What about the shape? I refuse to believe the void is a literal black hole, for it is too unimaginative for nothingness to just be blank. Nothingness comes in various forms, depending on the person. For me it is Harry Dean Stanton shaped, hunched over, wizened, and cracked. Every line on his face has a story to tell, every minute movement indicates a story you may never completely know, but it adds on to the weight of his persona. This is how Harry Dean Stanton built his career and an impressive one that totaled in over 100 films. The swan song to his monumental filmography is Lucky.(I recommend this movie for when you are ready to sit with the void). Lucky is ageless and not ageless like a vampire, devoid and ethereal. Ageless like hollow, yet pulsing. He quietly lives his daily mundane routine until a fateful nervous breakdown. From there he grapples to make sense of what it means to live. What measures do we place to qualify our existence? The answer is so simple, nothing. Change and resistance does not entirely grant progression, sometimes we are stuck where we started. However, that doesn’t mean we still can’t smile when granted this realization.

So this begs the question what comes after? Smiling is a start, but even pragmatism can be its own kind of limbo. To just accept life is the easy answer, to shape and rebuild from nothing is a challenge. Going through ego death is mostly resistance, then eventual, reluctant acceptance. It’s recklessly searching for a way out, hoping to remain intact. I recently saw Pig, as a treat to myself. I walked in believing to see Nic Cage fueled nonsense as a means to distract, instead I left more unsure of where to go next in life. Other veteran actors have made career comebacks through franchises or Oscar baited fare. Nic Cage chose to quietly and insistently reappear. With Pig, he stubbornly searches for his stolen truffle pig. One would beg the question: it’s just a pig, so why the trouble? Layer after subtle layer reveals a more personal matter of grief unacknowledged. Actors always carry the body of their work within the context of their performances. It’s why Cage’s performance feels so surreal despite his history of over-exaggerated performances. One scene places him in an underground fight club amongst lowly restaurateurs. It’s blatant commentary on how our current system could easily lead us to literally fight in order to live. Watching the scene could be disappointing or reaffirming. Movies like John Wick, would lead us to believe this the moment: Cage will finally become unhinged, giving way to rage filled entertainment. We are not given this catharsis. He is repeatedly knocked down, only to stand once more. There is nothing grandiose to revel in, because such spectacles would be a distraction.
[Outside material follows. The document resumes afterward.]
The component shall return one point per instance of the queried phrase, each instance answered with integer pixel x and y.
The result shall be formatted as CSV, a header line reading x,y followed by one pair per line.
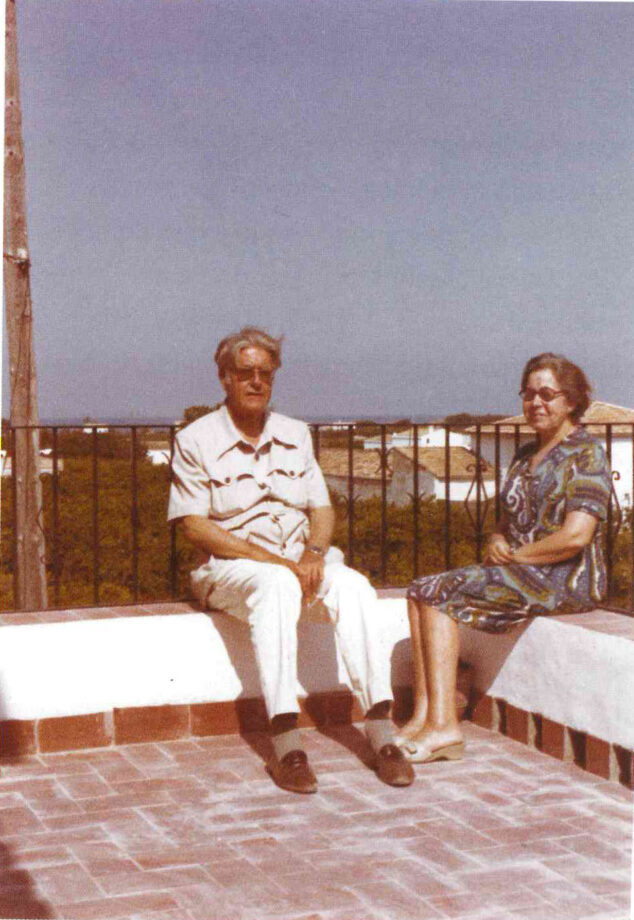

The search for his pig is a red herring. It may be futile to assume she may still be alive after being taken, but looking for her leads to the film’s revelation: a once acclaimed chef of legendary caliber, who went into hiding upon losing his wife. Through his grief came the realization everything is temporary, nothing truly matters, so why participate in needless pursuits. Even if his stoicism elevates him among his career-oriented peers, this does not prepare him from confronting loss all again. Lucky and Pig share the commonality of the temporality of life. Unlike Lucky, Pig gives a possible solution of what happens next. With acceptance of an absence comes the process of regeneration, it’s on par with the cycle of grief in which trial and error metamorphose into something wholly new, but still recognizable. It’s easier to stagnate, ignoring the void. Yet life was not meant to be lived habitually. The least we can do is acknowledge we are empty, the most requires engaging with the void. Slowly I build a new self. I run. I make plans. I meet new people. I engage and listen. I shake hands with these new experiences, then gently let them go when it’s time to move on. I anticipate who I’ll become with open arms.